From the brightness in Prowl’s optics, Solder could tell the mech was hooked. Good. If there was one thing to count on, it was Prowl’s insatiable curiosity. “Thank you Solder,” Prowl said as he settled on the edge of his berth and began to shut down his frame to dedicate his full attention to studying for his assignment.
“I’ll see you around,” the medic left the room and then slumped against the wall as soon as the door slid shut. Prowl was more than a handful.
Eventually, he pushed himself off and straightened up. There was a list of potential mentors he needed to peruse.

“That is not the correct posture,” Yoketron frowned at Prowl. “Start again.”

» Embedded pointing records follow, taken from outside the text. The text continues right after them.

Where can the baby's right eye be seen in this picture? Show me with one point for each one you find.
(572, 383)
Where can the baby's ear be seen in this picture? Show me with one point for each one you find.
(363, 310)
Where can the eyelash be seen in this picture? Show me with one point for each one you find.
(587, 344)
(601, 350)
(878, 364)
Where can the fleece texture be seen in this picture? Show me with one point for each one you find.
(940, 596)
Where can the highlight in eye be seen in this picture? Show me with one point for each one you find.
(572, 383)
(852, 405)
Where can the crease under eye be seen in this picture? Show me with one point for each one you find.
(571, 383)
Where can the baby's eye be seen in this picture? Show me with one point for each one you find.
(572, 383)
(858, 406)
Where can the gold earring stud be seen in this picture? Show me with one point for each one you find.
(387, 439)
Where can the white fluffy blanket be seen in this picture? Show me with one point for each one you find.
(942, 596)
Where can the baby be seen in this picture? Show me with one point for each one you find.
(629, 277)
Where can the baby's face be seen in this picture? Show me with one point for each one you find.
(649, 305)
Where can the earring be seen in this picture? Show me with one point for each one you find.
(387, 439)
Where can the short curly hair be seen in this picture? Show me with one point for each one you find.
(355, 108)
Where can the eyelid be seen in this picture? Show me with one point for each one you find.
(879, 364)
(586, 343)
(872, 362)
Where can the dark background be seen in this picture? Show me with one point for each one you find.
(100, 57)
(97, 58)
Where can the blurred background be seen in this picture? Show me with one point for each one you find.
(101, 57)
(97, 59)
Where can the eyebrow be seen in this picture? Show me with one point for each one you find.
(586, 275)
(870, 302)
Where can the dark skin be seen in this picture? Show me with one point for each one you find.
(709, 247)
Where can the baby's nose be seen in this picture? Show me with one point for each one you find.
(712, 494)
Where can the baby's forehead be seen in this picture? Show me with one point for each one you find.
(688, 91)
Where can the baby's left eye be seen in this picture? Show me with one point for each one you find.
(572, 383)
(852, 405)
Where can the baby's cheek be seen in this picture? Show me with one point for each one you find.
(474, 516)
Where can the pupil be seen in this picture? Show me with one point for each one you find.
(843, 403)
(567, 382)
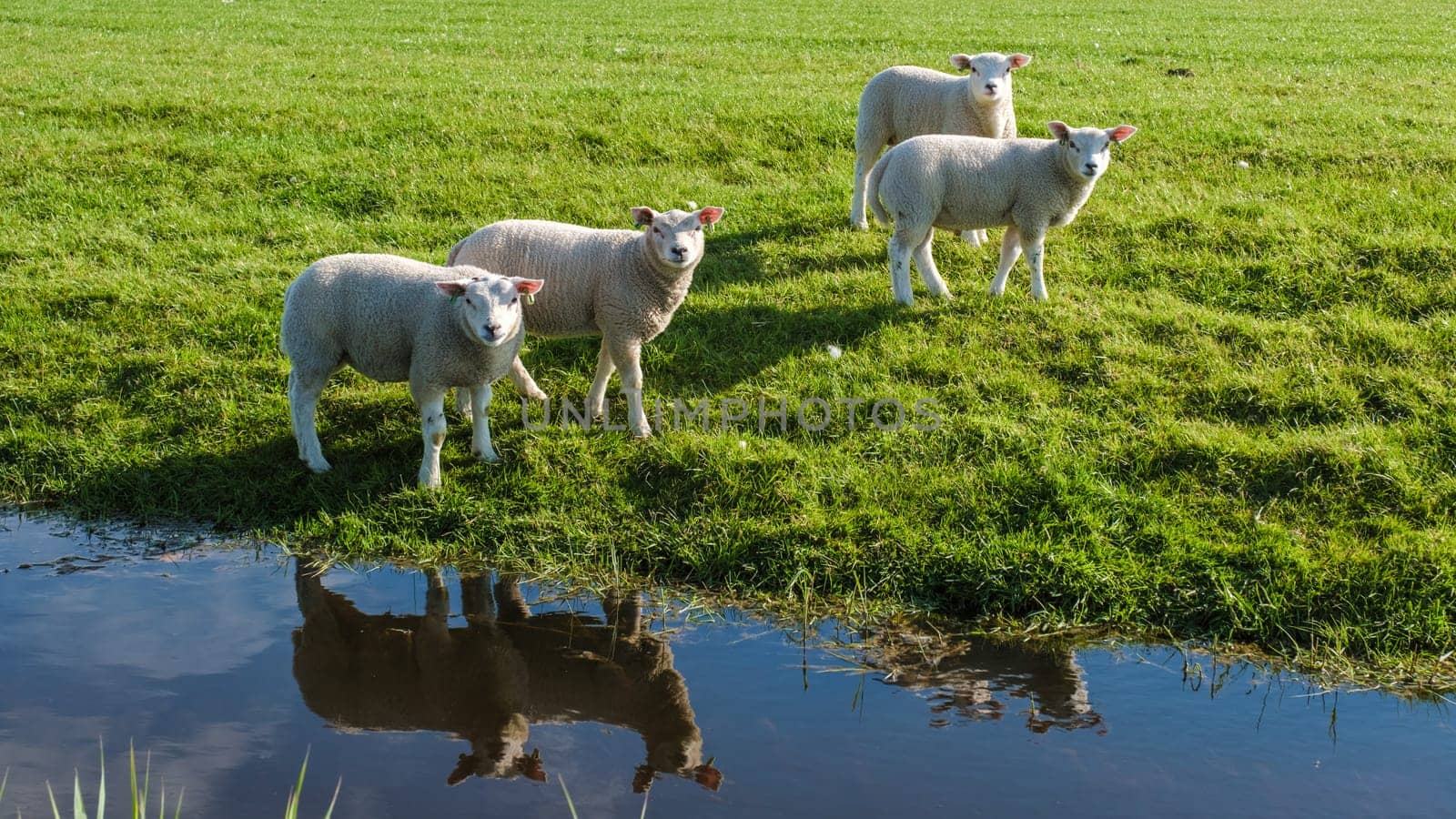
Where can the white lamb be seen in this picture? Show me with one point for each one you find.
(907, 101)
(621, 285)
(968, 182)
(400, 319)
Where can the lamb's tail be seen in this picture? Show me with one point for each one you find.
(873, 188)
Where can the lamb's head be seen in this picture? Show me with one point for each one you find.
(1085, 152)
(989, 73)
(490, 305)
(500, 756)
(676, 238)
(682, 760)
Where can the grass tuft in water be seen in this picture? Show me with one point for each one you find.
(142, 792)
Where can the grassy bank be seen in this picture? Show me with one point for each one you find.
(1237, 417)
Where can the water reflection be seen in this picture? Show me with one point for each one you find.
(492, 678)
(977, 678)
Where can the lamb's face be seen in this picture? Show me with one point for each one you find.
(676, 237)
(989, 73)
(491, 305)
(1087, 152)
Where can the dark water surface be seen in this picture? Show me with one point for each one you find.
(446, 695)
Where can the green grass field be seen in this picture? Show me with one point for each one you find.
(1235, 419)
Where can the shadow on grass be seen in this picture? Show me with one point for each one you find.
(373, 445)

The new spark fell into position and Yoketron did not say a word as he moved through the kata. The batch had rotated through the other cities and seen the many different cultures across Cybertron. They’d then been given a choice as to where they wanted to spend the rest of their development and broken off into small groups and assigned a new set of mentors.

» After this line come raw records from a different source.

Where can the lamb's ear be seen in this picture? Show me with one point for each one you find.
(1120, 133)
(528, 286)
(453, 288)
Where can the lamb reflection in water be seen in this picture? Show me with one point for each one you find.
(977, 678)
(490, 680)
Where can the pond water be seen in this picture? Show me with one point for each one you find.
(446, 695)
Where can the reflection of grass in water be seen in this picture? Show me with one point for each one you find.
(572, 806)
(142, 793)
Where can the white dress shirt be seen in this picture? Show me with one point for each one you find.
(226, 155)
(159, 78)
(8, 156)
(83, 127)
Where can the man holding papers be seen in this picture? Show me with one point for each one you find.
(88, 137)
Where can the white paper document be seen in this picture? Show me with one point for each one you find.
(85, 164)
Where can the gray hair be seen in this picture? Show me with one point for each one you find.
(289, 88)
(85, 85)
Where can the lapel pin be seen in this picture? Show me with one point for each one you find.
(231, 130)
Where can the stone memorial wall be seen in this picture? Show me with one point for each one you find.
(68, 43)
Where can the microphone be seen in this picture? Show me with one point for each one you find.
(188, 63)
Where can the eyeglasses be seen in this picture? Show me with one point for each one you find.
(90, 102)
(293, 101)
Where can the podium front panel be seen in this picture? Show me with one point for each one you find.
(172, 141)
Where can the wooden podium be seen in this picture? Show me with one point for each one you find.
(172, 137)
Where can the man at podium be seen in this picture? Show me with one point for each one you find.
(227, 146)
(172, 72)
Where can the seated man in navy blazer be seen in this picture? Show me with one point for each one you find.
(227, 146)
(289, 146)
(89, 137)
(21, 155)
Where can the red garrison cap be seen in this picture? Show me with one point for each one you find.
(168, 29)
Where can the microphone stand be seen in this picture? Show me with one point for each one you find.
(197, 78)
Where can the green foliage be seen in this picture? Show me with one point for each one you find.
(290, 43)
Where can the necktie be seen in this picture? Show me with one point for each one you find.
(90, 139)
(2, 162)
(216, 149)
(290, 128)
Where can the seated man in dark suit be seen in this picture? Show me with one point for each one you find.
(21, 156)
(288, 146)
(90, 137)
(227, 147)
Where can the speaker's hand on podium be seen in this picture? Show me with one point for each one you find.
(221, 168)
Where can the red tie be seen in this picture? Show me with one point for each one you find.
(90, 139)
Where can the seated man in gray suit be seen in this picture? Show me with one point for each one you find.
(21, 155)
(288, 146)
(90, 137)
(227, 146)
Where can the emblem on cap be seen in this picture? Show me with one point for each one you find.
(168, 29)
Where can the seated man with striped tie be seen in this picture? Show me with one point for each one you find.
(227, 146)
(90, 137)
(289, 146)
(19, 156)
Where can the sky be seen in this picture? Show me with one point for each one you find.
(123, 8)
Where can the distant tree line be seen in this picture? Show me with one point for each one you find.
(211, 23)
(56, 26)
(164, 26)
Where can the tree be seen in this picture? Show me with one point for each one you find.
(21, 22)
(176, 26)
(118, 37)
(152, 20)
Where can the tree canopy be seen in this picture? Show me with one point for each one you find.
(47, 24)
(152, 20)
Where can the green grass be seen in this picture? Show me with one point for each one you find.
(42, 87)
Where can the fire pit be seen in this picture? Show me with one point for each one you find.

It had hardly been surprising that Prowl had chosen to come back to Praxus. Three other XD995s from the batch had come with him and they stayed in a shared accommodation arranged by the Praxian government. His batchmates had taken to exploring the different functions available in Praxus as a group, under the watchful optics of Immobilzer. Prowl sometimes joined them but for the most part, he was content to find his own way by himself. Most of the time he found his way to Yoketron’s dojo.

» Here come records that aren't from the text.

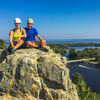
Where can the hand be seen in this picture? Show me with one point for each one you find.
(12, 46)
(43, 42)
(18, 39)
(9, 34)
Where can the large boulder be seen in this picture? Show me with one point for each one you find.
(32, 74)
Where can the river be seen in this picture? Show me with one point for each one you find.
(89, 72)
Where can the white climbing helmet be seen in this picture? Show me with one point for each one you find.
(17, 20)
(30, 21)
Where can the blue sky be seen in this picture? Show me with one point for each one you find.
(54, 19)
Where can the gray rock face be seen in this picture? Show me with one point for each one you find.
(31, 74)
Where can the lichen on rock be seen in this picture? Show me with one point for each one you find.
(32, 74)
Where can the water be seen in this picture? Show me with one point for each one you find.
(90, 74)
(68, 41)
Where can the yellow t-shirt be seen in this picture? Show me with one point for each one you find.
(15, 36)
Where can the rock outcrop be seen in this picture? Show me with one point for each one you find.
(32, 74)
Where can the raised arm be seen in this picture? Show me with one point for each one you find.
(10, 38)
(23, 33)
(42, 41)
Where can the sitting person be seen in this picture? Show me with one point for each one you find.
(31, 33)
(19, 37)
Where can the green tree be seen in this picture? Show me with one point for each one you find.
(2, 44)
(81, 86)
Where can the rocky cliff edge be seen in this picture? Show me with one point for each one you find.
(32, 74)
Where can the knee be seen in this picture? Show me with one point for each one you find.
(28, 43)
(43, 46)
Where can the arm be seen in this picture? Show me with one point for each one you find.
(23, 33)
(42, 41)
(10, 38)
(39, 37)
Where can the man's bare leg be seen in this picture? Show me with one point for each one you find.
(32, 45)
(18, 45)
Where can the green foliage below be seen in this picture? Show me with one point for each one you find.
(86, 53)
(61, 48)
(83, 92)
(58, 48)
(2, 44)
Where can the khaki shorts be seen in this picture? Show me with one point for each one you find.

The old cyberninja watched as Prowl finished the kata and bowed to his master. “Your posture is still not correct,” Yoketron observed. “You aim too low for your frame height.”
Prowl shuttered his optics and watched carefully as Yoketron demonstrated the set for him again. “You may start,” Yoketron said when he was done. As soon as Prowl began, the circuit-su master said, “Hold.”
Yoketron circled Prowl and examined his stance. “Tell me what you think you are doing wrong.”
The young mech frowned and tried to evaluate himself. He replayed Yoketron’s kata and compared it to his current posture. The circuit-su master was right, his aim was off and yet…Prowl couldn’t deny that it felt right. It was instinctive; he quite simply fell into that position immediately.
He adjusted himself to the correct posture and Yoketron nodded approvingly. “You are right, I am aiming too low,” Prowl dipped his helm in acknowledgement of his failure. “I just feel…that that is how I should be doing the kata.”
Yoketron hummed thoughtfully. “It is difficult to learn when the spark remembers the frame differently,” he commented neutrally. “You must learn to overcome this, to move in accordance to as you are not as you were.”
Prowl froze and glanced down at himself. That…made a lot of sense. It seemed that everywhere he turned his coherency taunted him and sabotaged his efforts. Anger began to build in him.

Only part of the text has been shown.